During the ten months of its existence, the Board received a total of 118 cases of labor disputes. Since strikes were usually in progress when the Board received its cases, the NDMB's basic policy was to persuade unions to call off strikes in return for wage retroactivity and a promise of a hearing. This was successful in most cases, but, in the rare instances when parties did not heed Board recommendations, the Board forwarded matters to the White House. The NDMB ultimately collapsed because of a dispute involving the “captive mines,” during which the Board refused to grant union shop to the United Mine Workers (UMW). On January 12, 1942, the National Defense Mediation Board was superseded by the National War Labor Board.

== History and creation ==
The NDMB was created largely in response to the high incidence of strikes during the defense-related production boom, which began in 1940. In 1941, more than two million workers participated in more than 4,000 work stoppages, some of which directly disturbed defense production. In response, several antistrike bills were pending in Congress. Sidney Hillman, a member of the National Defense Advisory Commission, recommended a tripartite mediation board to President Franklin D. Roosevelt because it might be more acceptable to union leaders than antistrike legislation. Although the American Federation of Labor (AFL) quickly endorsed the proposal, labor's second major arm, the Congress of Industrial Organizations (CIO), was reluctant to support the creation of the tripartite board. CIO's president, Philip Murray, realized that in preventing and ending strikes, the mediation board would “find its attention directed against labor in order to maintain the status quo.” Nevertheless, Murray did not oppose the proposal. Shortly thereafter, President Roosevelt issued an executive order creating the NDMB.

== Power and policies ==
The powers of the NDMB were severely limited by its inability to issue “directive orders” with regard to labor disputes. Under Roosevelt's executive order, only the secretary of labor could certify the NDMB to rule on disputes threatening defense production. Such certification only occurred during disputes that the U.S. Conciliation Service could not resolve. Thus, partly because of its inability to render final decision, the NDMB emphasized collective bargaining and voluntarism, rather than federal determination, in settling labor disputes. In the two cases where voluntary arbitration and mediation had failed and management refused to accept Board recommendations, the president seized the plants by executive order. Therefore, although the NDMB was often criticized for lacking formal powers of arbitration, the threat of governmental seizure and public pressure to comply with its recommendations gave the Board substantial authority in dispute mediation.

The Defense Mediation Board also established precedents in union security agreements.
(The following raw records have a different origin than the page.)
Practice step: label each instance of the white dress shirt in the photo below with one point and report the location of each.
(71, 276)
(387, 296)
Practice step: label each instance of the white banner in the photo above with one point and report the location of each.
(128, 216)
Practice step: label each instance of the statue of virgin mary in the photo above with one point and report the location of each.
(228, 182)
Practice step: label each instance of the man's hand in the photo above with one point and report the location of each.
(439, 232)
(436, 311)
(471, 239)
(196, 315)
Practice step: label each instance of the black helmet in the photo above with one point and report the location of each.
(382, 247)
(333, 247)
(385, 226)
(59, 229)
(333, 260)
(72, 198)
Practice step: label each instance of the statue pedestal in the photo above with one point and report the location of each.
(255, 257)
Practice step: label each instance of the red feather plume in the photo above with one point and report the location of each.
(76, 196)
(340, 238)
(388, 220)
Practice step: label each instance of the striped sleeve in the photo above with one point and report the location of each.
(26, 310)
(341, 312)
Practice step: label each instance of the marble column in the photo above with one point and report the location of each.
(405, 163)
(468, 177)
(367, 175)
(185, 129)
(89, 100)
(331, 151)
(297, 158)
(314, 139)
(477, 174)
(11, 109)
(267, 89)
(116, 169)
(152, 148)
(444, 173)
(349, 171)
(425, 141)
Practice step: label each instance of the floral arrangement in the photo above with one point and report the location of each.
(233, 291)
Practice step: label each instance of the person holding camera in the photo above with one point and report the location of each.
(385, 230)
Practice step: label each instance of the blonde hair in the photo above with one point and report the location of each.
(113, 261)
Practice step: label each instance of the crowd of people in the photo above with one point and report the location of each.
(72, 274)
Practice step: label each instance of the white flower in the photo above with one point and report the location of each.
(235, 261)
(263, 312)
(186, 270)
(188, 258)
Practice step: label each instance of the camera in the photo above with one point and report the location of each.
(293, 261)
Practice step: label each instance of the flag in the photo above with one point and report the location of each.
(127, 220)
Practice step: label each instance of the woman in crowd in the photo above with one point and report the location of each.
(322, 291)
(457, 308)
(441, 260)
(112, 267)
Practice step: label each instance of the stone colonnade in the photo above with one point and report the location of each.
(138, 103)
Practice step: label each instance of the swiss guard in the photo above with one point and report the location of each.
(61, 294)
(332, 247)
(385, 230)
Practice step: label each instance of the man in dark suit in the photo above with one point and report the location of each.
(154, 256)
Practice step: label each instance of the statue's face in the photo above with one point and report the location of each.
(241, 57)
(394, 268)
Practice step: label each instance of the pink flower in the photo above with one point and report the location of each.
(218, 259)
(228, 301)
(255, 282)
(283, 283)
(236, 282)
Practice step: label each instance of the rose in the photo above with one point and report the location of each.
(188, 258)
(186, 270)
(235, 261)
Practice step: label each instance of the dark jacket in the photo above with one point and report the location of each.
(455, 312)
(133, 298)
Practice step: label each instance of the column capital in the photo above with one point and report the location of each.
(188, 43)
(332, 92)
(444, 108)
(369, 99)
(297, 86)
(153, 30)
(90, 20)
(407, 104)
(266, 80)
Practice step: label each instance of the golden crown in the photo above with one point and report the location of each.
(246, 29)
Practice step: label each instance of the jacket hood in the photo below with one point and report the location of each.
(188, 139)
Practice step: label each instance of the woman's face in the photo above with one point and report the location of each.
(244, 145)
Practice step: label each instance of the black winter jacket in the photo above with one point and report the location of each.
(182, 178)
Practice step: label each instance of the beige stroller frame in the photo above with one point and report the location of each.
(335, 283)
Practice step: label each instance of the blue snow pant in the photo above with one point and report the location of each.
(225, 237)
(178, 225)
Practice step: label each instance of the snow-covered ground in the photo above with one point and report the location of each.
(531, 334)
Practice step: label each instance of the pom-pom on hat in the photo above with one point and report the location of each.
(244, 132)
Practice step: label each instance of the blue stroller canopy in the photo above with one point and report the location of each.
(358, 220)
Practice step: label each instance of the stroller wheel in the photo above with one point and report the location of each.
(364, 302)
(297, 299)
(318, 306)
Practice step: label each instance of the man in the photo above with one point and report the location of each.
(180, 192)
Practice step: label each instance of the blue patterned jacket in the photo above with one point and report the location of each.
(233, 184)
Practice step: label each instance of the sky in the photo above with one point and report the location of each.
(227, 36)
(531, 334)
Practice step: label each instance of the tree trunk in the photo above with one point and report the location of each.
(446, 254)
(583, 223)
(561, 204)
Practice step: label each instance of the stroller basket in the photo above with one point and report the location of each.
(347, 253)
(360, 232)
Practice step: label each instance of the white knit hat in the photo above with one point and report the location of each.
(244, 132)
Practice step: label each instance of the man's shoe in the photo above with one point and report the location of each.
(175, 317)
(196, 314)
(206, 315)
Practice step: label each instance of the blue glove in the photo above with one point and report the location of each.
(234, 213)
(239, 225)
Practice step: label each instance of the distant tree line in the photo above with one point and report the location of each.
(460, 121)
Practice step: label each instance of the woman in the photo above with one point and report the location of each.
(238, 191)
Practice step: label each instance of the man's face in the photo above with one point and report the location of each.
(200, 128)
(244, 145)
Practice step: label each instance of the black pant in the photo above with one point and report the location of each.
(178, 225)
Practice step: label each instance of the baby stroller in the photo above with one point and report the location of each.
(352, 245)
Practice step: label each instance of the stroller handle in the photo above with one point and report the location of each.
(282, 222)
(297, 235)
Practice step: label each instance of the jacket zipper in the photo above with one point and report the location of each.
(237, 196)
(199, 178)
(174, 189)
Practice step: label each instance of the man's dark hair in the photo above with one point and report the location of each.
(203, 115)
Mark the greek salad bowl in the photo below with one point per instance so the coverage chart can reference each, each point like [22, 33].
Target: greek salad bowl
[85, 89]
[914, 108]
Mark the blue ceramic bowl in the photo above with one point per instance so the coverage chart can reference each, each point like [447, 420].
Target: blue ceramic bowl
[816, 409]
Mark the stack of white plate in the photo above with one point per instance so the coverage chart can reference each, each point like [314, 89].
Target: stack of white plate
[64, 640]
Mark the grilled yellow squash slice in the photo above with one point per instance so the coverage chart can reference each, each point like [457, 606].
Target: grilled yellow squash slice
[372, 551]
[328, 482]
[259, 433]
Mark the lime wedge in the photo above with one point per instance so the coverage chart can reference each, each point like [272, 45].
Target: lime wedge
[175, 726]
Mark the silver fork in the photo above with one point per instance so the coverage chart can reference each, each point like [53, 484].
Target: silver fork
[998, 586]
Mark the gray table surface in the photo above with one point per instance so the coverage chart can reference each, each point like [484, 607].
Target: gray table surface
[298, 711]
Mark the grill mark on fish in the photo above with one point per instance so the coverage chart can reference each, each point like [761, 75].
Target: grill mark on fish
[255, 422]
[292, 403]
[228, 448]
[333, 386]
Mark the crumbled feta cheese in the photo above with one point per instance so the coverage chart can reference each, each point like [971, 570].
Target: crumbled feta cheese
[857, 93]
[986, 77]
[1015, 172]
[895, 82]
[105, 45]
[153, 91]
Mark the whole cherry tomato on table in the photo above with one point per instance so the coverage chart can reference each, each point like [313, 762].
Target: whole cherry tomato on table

Union security agreements are contracts between labor and industry that determine to what extent unions may compel employees to join unions as a requirement for working. As James B. Atleson writes, mediation is a difficult model to apply unless parties can reach a compromise on conceptual principles. Thus arose the need for the NDMB to create common ground between labor and industry on union security. The NDMB enacted the “maintenance of membership clause,” a compromise between labor and management that would be adopted by its successor, the National War Labor Board. Under the clause, employees who were already union members were required to maintain membership with the union for the life of the contract. Because employees were not forced to join unions, the policy prevented a closed shop but also avoided the complete disintegration of unions in the wartime economy.

== Collapse ==
The NDMB successfully mediated labor disputes for eight months but broke down during the “captive mines” conflict between the steel industry and the United Mine Workers. At the heart of the conflict were labor's demands for union shop in the commercial mines. After the UMW called out 50,000 miners in its first strike, the NDMB convinced workers to go back to work while it mediated a settlement. However, these attempts at mediation were unsuccessful, and the UMW called a second strike in spite of Roosevelt's exhortations to not strike again. On November 10, 1941, the NDMB voted nine-to-two against union shop. Two labor members of the NDMB, both from the CIO, resigned from the Board, resulting in its collapse. However, shortly following the attack on Pearl Harbor, President Roosevelt created the National War Labor Board, a similar tripartite agency with expanded powers.